ZF Friedrichshafen steckt in einer tiefgreifenden Krise. Neben einem Milliardenverlust, steigenden Schulden und einem massiven Stellenabbau kämpft der Konzern mit Problemen in seiner Antriebssparte und wachsendem Unmut in der Belegschaft. Die Restrukturierungsmaßnahmen reichen laut Betriebsrat und Gewerkschaft bislang nicht aus – es drohen weitere Einschnitte.
ZF, einst auf Expansionskurs, steht heute unter massivem Druck. Die globale Autokrise, verbunden mit rückläufiger Produktion und steigenden Kosten, trifft den zweitgrößten deutschen Autozulieferer hart. In Deutschland bangen rund 52.000 Beschäftigte um ihre Arbeitsplätze – allein bis Ende 2028 sollen bis zu 14.000 Stellen gestrichen werden. Am Donnerstag legt ZF-Chef Holger Klein die Halbjahreszahlen vor. Die Erwartungen in der Belegschaft sind groß: Viele hoffen auf Klarheit, wie der Konzern aus der Krise geführt werden soll.
Ein zentraler Krisenherd ist die Antriebssparte, intern als Division E bezeichnet. Sie umfasst elektrische, hybride und konventionelle Antriebe – und leidet stark unter dem stockenden Hochlauf der Elektromobilität. Mit etwa einem Viertel des Konzernumsatzes ist der Bereich zwar wirtschaftlich bedeutend, aber strukturell angeschlagen und in Teilen nicht wettbewerbsfähig.
Der Protest der Belegschaft gegen mögliche Verkaufs- oder Ausgliederungspläne fanden bei einem bundesweiten Aktionstag am Dienstag mit über 10.000 Teilnehmern ihren Höhepunkt – unter anderem in Friedrichshafen, Saarbrücken und bei uns in Schweinfurt. Die IG Metall warnte: „ZF darf nicht das Herz herausgerissen werden.“ Nach der darauffolgenden Aufsichtsratssitzung plant man in der Spitze nun, gemeinsam mit dem Gesamtbetriebsrat und der IG Metall über die Zukunft der schwächelnden Sparte zu verhandeln.
Neben der Division E steht auch der Bereich Passive Sicherheitstechnik im Fokus. Die frühere Konzerndivision wurde bereits ausgegliedert und firmiert nun als ZF Lifetec. Der Zulieferer sucht für die neue Tochtergesellschaft derzeit einen strategischen Partner – oder denkt über einen Börsengang nach. Konkrete Fortschritte gibt es bislang nicht.
Einstige Übernahmen wie die von TRW oder dem Bremsenspezialisten Wabco haben ZF teuer zu stehen kommen lassen.

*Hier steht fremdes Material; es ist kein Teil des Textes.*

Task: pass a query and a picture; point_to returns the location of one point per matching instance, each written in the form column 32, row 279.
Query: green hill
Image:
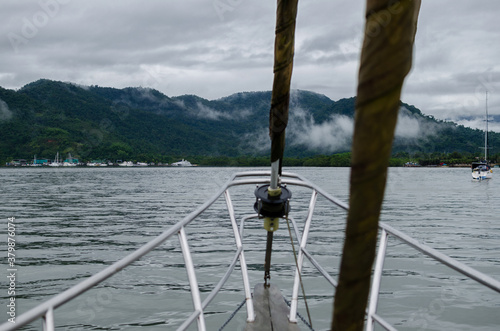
column 92, row 122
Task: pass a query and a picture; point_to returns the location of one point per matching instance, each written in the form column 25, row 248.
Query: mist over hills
column 92, row 122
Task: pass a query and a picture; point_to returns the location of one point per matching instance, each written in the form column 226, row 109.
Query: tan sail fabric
column 386, row 59
column 283, row 62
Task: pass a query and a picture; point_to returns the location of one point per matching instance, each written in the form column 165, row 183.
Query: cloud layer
column 213, row 48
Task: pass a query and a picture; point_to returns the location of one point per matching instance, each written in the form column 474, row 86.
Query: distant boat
column 126, row 164
column 69, row 162
column 482, row 170
column 57, row 162
column 182, row 163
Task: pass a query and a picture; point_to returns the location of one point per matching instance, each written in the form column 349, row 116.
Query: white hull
column 480, row 175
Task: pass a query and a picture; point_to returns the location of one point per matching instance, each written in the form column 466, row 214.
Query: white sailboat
column 57, row 162
column 482, row 170
column 69, row 162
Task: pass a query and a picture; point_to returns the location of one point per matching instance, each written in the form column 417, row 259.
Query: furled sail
column 283, row 63
column 386, row 59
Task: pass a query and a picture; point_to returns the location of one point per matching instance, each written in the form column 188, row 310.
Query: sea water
column 73, row 222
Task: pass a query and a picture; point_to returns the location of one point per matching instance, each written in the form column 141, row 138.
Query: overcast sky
column 214, row 48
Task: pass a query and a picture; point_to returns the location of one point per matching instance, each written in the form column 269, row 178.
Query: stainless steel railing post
column 377, row 277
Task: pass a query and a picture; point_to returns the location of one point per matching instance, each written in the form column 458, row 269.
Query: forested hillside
column 92, row 122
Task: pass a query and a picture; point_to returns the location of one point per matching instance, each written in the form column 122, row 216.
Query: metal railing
column 45, row 311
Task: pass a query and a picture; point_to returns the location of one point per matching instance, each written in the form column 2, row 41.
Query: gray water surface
column 73, row 222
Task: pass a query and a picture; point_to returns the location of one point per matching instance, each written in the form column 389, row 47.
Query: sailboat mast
column 486, row 132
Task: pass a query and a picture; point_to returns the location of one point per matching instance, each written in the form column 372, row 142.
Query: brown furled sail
column 286, row 14
column 386, row 59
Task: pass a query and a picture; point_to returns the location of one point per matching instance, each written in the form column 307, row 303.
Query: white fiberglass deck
column 45, row 311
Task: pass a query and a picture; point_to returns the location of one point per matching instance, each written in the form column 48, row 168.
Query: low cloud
column 410, row 126
column 333, row 135
column 5, row 112
column 203, row 111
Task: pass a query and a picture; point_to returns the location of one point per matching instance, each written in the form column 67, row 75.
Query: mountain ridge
column 91, row 122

Der Schuldenstand lag zuletzt bei über zehn Milliarden Euro – Tendenz steigend. Allein 2023 stieg er um weitere 500 Millionen Euro. Die aktuelle Zinslage macht die Finanzierung zusätzlich belastend: Im Schnitt zahlt ZF 4,5 Prozent Zinsen – Geld, das für Investitionen fehlt.
2023 machte ZF noch einen Gewinn von 126 Millionen Euro – 2024 rutschte der Konzern mit über einer Milliarde Euro in die roten Zahlen. Als Reaktion wurde ein strikter Sparkurs eingeschlagen: Neben dem geplanten Abbau von bis zu 14.000 Stellen sind auch Arbeitszeitverkürzungen und Gehaltseinschnitte bereits Realität. Rund 5.700 Stellen wurden seit Anfang des Jahres bereits gestrichen.

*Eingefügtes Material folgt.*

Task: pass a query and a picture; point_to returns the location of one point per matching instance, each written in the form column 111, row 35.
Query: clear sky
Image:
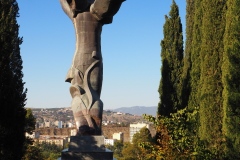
column 130, row 49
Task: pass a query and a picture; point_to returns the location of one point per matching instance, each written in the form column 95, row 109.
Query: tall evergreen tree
column 187, row 53
column 210, row 90
column 231, row 80
column 170, row 88
column 12, row 93
column 193, row 48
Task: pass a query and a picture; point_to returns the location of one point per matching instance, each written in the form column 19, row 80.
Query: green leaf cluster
column 207, row 83
column 12, row 92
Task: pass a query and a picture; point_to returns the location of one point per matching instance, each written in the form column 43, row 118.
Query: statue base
column 86, row 148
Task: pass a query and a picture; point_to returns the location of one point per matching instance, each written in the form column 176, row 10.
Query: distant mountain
column 138, row 110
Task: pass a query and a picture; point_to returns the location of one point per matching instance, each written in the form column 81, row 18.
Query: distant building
column 118, row 136
column 47, row 124
column 134, row 128
column 73, row 132
column 60, row 124
column 53, row 140
column 109, row 141
column 33, row 135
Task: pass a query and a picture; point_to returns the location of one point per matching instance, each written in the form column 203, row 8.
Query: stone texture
column 86, row 72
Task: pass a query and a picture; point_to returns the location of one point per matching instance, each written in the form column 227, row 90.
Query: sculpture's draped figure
column 86, row 72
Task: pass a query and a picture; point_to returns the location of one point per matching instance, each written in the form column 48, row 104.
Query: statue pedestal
column 87, row 148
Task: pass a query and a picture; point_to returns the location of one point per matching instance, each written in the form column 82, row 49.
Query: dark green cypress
column 231, row 80
column 12, row 92
column 170, row 88
column 210, row 87
column 193, row 48
column 186, row 87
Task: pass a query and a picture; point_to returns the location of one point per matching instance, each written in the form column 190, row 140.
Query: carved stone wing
column 104, row 10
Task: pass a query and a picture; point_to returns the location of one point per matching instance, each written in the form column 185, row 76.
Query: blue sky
column 130, row 49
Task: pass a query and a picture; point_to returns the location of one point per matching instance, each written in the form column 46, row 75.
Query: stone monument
column 86, row 74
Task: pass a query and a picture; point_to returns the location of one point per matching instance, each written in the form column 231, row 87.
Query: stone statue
column 86, row 72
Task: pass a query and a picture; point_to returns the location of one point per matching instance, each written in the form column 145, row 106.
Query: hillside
column 137, row 110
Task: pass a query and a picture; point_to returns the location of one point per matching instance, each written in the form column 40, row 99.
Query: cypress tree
column 210, row 87
column 187, row 53
column 12, row 92
column 193, row 48
column 231, row 80
column 170, row 88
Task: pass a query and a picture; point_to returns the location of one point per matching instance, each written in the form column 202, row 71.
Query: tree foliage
column 12, row 93
column 210, row 83
column 231, row 80
column 170, row 87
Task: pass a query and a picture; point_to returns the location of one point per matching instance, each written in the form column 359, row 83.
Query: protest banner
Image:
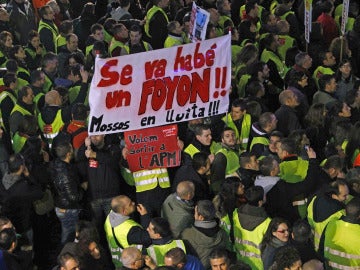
column 198, row 23
column 308, row 19
column 151, row 148
column 344, row 16
column 160, row 87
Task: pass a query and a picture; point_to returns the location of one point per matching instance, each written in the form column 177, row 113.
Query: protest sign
column 160, row 87
column 152, row 148
column 198, row 23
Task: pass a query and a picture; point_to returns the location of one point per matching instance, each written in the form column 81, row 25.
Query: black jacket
column 279, row 198
column 19, row 192
column 103, row 174
column 66, row 185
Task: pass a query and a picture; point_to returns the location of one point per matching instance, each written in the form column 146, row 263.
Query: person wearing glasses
column 276, row 236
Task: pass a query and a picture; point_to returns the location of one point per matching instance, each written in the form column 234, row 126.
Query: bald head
column 122, row 205
column 130, row 256
column 53, row 98
column 185, row 190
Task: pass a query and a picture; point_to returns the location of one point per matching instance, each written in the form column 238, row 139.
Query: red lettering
column 126, row 73
column 184, row 90
column 187, row 90
column 200, row 86
column 148, row 88
column 112, row 77
column 171, row 86
column 118, row 98
column 159, row 95
column 109, row 77
column 198, row 60
column 155, row 68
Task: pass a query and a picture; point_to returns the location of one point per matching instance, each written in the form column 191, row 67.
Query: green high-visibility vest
column 318, row 227
column 120, row 232
column 157, row 252
column 247, row 243
column 149, row 15
column 341, row 245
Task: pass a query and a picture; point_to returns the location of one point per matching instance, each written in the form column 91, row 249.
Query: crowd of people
column 272, row 184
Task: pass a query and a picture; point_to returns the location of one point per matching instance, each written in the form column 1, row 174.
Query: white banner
column 308, row 19
column 160, row 87
column 198, row 23
column 344, row 16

Der Betriebsrat kritisiert die bisherigen Maßnahmen scharf. Bei internen Versammlungen wurden weitere Einschnitte angekündigt, inklusive möglicher betriebsbedingter Kündigungen. Gesamtbetriebsratschef Achim Dietrich warnt: „Viele Beschäftigte machen keine Mehrarbeit mehr – aus Angst um ihren Job und wegen Eingriffen in ihre Löhne, selbst bei Führungskräften.“
Die Geduld der Belegschaft scheint erschöpft: In mehreren Städten gingen Mitarbeiterinnen und Mitarbeiter auf die Straße, um ein Zeichen zu setzen. Der Betriebsrat fordert einen klaren Kurswechsel – bisherige Sanierungsversuche hätten nicht gefruchtet. Es brauche gezielte Einschnitte, ja – aber auch eine echte Zukunftsperspektive für die deutschen Standorte und ihre Beschäftigten.